In mathematics, the Airy zeta function, studied by (Crandall 1996), is a function analogous to the Riemann zeta function and related to the zeros of the Airy function.

## Definition

The Airy functions Ai and Bi

The Airy function

$\displaystyle{ \mathrm{Ai}(x) = \frac{1}{\pi} \int_0^\infty \cos\left(\tfrac13t^3 + xt\right)\, dt, }$

is positive for positive x, but oscillates for negative values of x. The Airy zeros are the values $\displaystyle{ \{a_i\}_{i=1}^\infty }$ at which $\displaystyle{ \text{Ai}(a_i) = 0 }$, ordered by increasing magnitude: $\displaystyle{ |a_1|\lt |a_2|\lt \cdots }$ .

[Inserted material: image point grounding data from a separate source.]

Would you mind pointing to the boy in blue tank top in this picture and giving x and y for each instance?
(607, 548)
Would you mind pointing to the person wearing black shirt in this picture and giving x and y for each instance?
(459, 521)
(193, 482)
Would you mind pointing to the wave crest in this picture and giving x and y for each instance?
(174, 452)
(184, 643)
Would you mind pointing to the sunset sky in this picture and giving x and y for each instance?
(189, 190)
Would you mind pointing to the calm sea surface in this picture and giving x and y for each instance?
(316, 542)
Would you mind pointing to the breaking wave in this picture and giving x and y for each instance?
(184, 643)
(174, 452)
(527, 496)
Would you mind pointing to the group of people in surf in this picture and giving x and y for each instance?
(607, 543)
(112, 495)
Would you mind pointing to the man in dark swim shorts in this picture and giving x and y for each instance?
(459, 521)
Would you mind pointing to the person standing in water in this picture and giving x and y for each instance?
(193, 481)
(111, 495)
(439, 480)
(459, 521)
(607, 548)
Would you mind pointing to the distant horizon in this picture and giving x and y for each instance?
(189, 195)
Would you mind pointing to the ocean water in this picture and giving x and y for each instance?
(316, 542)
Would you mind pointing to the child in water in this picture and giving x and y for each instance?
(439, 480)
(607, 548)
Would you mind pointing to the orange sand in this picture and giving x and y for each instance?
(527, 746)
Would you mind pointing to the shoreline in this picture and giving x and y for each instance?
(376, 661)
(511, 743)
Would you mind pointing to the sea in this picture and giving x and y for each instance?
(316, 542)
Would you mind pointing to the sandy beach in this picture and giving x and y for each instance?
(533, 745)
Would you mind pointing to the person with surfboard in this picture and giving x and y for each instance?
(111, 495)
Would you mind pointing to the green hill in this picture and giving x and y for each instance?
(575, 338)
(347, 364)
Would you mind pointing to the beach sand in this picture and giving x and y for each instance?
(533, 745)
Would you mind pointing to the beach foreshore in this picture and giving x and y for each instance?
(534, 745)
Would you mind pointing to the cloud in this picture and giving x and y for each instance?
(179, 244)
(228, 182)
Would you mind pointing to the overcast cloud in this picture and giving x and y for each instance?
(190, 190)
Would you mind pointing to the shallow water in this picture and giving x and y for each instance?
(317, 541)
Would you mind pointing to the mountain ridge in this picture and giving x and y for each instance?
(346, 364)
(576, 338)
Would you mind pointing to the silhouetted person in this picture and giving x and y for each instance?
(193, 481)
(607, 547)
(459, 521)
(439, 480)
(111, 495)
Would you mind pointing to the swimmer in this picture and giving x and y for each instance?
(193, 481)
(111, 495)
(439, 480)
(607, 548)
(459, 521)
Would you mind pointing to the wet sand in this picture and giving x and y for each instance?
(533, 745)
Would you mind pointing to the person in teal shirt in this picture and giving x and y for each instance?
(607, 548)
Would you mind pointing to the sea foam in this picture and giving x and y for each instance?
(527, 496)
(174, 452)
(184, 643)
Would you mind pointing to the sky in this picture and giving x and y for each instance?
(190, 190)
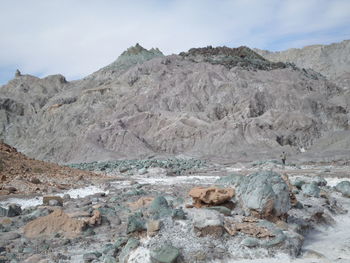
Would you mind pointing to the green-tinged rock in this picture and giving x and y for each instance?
(131, 245)
(178, 213)
(135, 192)
(221, 209)
(320, 181)
(344, 188)
(107, 211)
(165, 254)
(120, 241)
(136, 223)
(311, 190)
(298, 182)
(88, 257)
(159, 208)
(232, 179)
(250, 242)
(265, 193)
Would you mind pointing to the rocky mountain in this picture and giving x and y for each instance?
(332, 61)
(217, 103)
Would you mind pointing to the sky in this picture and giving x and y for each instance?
(77, 37)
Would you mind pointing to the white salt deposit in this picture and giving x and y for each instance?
(171, 180)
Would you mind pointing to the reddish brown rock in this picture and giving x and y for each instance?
(56, 222)
(142, 202)
(210, 196)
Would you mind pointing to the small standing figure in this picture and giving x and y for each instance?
(18, 73)
(283, 157)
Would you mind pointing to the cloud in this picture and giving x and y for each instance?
(77, 37)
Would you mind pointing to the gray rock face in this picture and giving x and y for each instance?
(165, 254)
(232, 179)
(136, 223)
(265, 194)
(146, 104)
(330, 60)
(344, 188)
(311, 189)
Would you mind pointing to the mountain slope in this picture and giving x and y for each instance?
(331, 60)
(209, 102)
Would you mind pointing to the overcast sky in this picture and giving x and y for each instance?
(77, 37)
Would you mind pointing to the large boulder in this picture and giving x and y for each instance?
(207, 222)
(210, 196)
(344, 188)
(165, 254)
(230, 180)
(264, 195)
(311, 189)
(56, 222)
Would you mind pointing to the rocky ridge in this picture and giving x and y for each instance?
(332, 61)
(210, 103)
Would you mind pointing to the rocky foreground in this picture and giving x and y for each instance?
(179, 210)
(23, 176)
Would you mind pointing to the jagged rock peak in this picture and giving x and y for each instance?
(18, 73)
(242, 56)
(138, 49)
(241, 52)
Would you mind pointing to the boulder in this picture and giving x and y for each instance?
(264, 195)
(141, 203)
(311, 189)
(130, 245)
(153, 227)
(35, 180)
(344, 188)
(178, 213)
(207, 222)
(165, 254)
(230, 180)
(210, 196)
(298, 182)
(136, 223)
(320, 181)
(47, 199)
(56, 222)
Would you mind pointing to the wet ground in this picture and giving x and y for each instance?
(329, 243)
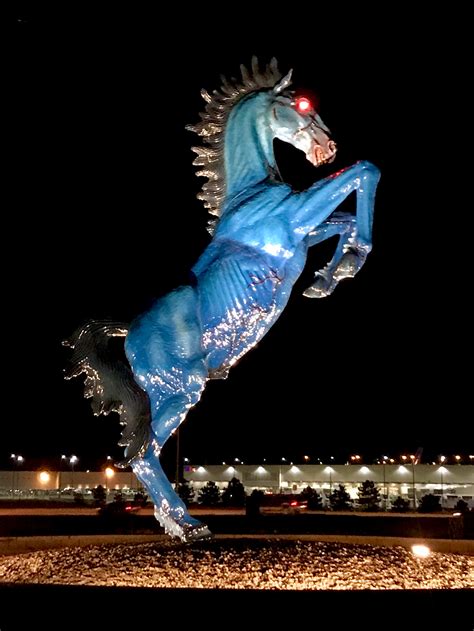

The Airy zeta function is the function defined from this sequence of zeros by the series

$\displaystyle{ \zeta_{\mathrm{Ai}}(s)=\sum_{i=1}^{\infty} \frac{1}{|a_i|^s}. }$

This series converges when the real part of s is greater than 3/2, and may be extended by analytic continuation to other values of s.

## Evaluation at integers

Like the Riemann zeta function, whose value $\displaystyle{ \zeta(2)=\pi^2/6 }$ is the solution to the Basel problem, the Airy zeta function may be exactly evaluated at s = 2:

$\displaystyle{ \zeta_{\mathrm{Ai}}(2)=\sum_{i=1}^{\infty} \frac{1}{a_i^2}=\frac{3^{5/3}\Gamma^4(\frac23)}{4\pi^2}, }$

where $\displaystyle{ \Gamma }$ is the gamma function, a continuous variant of the factorial. Similar evaluations are also possible for larger integer values of s.

It is conjectured that the analytic continuation of the Airy zeta function evaluates at 1 to

$\displaystyle{ \zeta_{\mathrm{Ai}}(1)=-\frac{\Gamma(\frac23)}{\Gamma(\frac43)\sqrt[3]{9}}. }$